---
name: observability-compliance
description: Use when performing a deep observability audit or remediating missing structured logging, metrics, traces, or alerting rules
version: 1.0.0
owner: platform-governance
tier: full
source: .enterprise/governance/agent-skills/observability-compliance/SKILL.md
quick: .enterprise/governance/agent-skills/observability-compliance/SKILL-QUICK.md
portable: true
license: Apache-2.0
---

# Observability Compliance

## When to use
Use this skill when:
- reviewing a PR that adds new service operations, endpoints, or background jobs
- generating instrumentation code for new features
- auditing a service's observability coverage
- validating that log statements, metrics, and traces are correctly implemented

---

## 1. Structured Logging

- OC-01: ALL log statements MUST use **structured logging** (key/value pairs) — never concatenated strings.
- OC-02: Every backend log entry MUST include: `service`, `environment`, `correlationId`.
- OC-03: `traceId` and `spanId` MUST be included when distributed tracing context is available.
- OC-04: `eventName` or `operation` MUST be included to identify the log's business context.
- OC-05: Secrets, tokens, API keys, passwords, and PII MUST NEVER appear in log statements.
- OC-06: Payloads MUST be redacted by default — only safe, non-sensitive fields are logged.
- OC-07: Log levels MUST be used correctly:
  - `Debug` — high-volume, local diagnostics only; disabled in production by default
  - `Info` — business lifecycle milestones (order placed, payment confirmed)
  - `Warning` — recoverable anomalies (retry attempted, fallback activated)
  - `Error` — failed operations requiring attention
  - `Critical` — immediate action required (data corruption risk, auth outage)
- OC-08: Errors MUST be logged at `Error` or `Critical` — never swallowed silently.

---

## 2. Correlation & Trace Context

- OC-09: `correlationId` MUST be propagated from every inbound request/message to ALL outbound calls (HTTP, broker, background jobs).
- OC-10: `causationId` MUST be included on all domain and integration events (references the command or event that caused it).
- OC-11: HTTP services MUST accept an incoming correlation header (`X-Correlation-Id` or equivalent), generate one if missing, and return it in the response.
- OC-12: Message consumers MUST extract and propagate correlation context from the message envelope.
- OC-13: Background jobs MUST generate or inherit a correlation context at start.

---

## 3. Metrics

### 3.1 Required per HTTP endpoint
- OC-14: Request rate (requests/second, by endpoint and method)
- OC-15: Error rate (4xx and 5xx, by endpoint)
- OC-16: Latency distribution (p50, p95, p99, by endpoint)

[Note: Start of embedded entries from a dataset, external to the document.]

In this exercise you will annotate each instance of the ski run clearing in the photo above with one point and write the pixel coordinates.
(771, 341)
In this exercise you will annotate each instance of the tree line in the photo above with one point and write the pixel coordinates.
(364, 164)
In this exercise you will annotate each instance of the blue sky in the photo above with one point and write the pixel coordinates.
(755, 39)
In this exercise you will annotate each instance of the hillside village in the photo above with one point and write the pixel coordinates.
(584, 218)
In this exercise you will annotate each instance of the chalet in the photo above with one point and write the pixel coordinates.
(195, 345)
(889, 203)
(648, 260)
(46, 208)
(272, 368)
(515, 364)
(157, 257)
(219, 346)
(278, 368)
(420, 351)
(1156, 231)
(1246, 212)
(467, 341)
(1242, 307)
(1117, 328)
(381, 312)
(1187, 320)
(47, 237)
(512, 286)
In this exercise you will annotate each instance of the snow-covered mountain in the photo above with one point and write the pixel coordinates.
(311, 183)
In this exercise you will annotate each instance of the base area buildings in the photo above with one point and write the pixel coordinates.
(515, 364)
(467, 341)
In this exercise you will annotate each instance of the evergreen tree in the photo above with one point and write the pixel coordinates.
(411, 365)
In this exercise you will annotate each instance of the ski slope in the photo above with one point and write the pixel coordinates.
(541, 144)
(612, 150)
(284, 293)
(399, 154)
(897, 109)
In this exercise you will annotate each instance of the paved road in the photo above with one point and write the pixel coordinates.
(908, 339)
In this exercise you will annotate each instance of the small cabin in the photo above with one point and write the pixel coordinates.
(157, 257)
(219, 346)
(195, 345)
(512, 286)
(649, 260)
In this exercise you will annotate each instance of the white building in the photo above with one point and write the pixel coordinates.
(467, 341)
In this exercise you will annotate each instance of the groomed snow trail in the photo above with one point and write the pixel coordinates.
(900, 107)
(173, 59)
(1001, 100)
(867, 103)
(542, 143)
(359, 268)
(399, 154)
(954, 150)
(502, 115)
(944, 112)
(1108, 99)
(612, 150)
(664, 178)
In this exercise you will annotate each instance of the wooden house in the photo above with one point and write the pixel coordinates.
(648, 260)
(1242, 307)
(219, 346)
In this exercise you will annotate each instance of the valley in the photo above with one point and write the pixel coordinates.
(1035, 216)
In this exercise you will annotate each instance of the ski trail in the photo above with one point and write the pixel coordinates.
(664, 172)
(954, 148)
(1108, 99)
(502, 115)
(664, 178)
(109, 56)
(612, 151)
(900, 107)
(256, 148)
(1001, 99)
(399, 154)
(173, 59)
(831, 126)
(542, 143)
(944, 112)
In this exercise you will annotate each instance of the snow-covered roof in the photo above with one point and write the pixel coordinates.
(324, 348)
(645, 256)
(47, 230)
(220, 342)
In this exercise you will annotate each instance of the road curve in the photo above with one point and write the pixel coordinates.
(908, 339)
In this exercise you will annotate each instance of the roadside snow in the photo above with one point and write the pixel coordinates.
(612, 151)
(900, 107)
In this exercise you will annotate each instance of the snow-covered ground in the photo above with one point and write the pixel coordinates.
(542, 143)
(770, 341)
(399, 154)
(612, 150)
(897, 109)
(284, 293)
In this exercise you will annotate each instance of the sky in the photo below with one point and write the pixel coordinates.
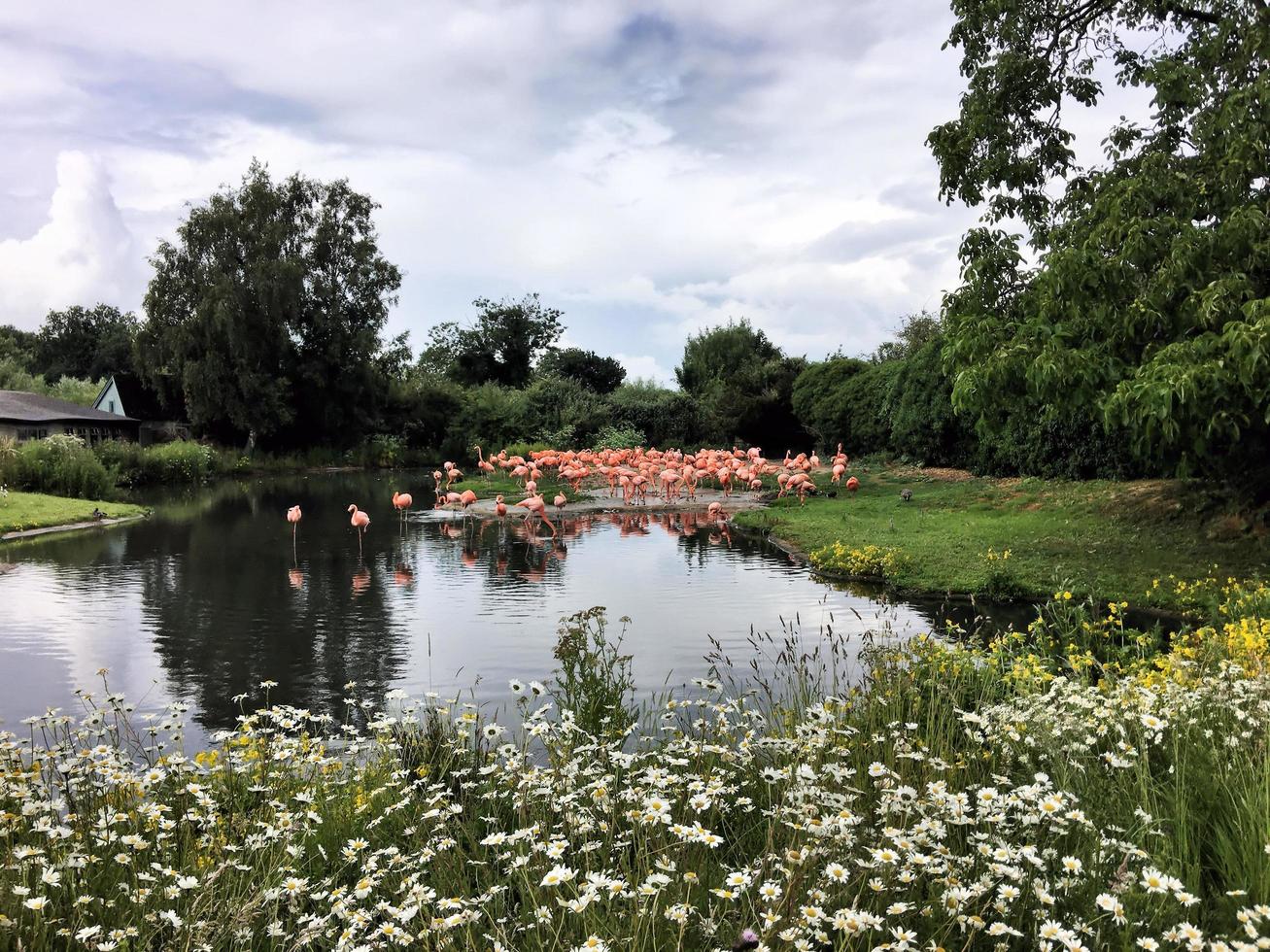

### 3.2 Required per use case (Command/Query)
- OC-17: Commands executed (count, by command type)
- OC-18: Command failure rate (count, by command type and error category)
- OC-19: Queries executed (count, by query type)
- OC-20: Handler duration (p50/p95/p99, by handler)

### 3.3 Required per messaging operation
- OC-21: Events published (count, by event type)
- OC-22: Events consumed (count, by event type and consumer)
- OC-23: Consumer processing failures (count, by event type)
- OC-24: Outbox pending count
- OC-25: DLQ message count (by queue)
- OC-26: Consumer lag (time between event occurrence and processing)

### 3.4 Required per external dependency call
- OC-27: Dependency error rate (by dependency name)
- OC-28: Dependency latency (p95/p99, by dependency)
- OC-29: Circuit breaker state (CLOSED/OPEN/HALF-OPEN, by dependency)

---

## 4. Distributed Tracing

- OC-30: Spans MUST be created for:
  - inbound HTTP requests and gRPC calls
  - outbound HTTP and gRPC calls
  - database queries (at minimum for slow query threshold)
  - message broker publish and consume operations
  - significant background job phases
- OC-31: Span attributes MUST include:
  - use case or operation name
  - aggregate id (when safe — not PII)
  - event type (for broker operations)
  - outcome (success/failure)
- OC-32: Span names MUST be descriptive: `order.place`, `payment.charge`, `outbox.publish` — not generic `HTTP POST`.
- OC-33: Trace context MUST be propagated via W3C `traceparent` header or OpenTelemetry conventions.

---

## 5. Alerting Baseline

New services MUST configure baseline alerts:

- OC-34: p95 latency exceeds SLA threshold for > 5 minutes
- OC-35: Error rate exceeds threshold (default 1%) for > 2 minutes
- OC-36: DLQ count above threshold (default > 0) for > 5 minutes
- OC-37: Outbox backlog above threshold for > 5 minutes
- OC-38: Circuit breaker OPEN for > 60 seconds
- OC-39: Authentication error spike (> 10x normal rate)

---

## 6. Client Observability (Flutter / React Native)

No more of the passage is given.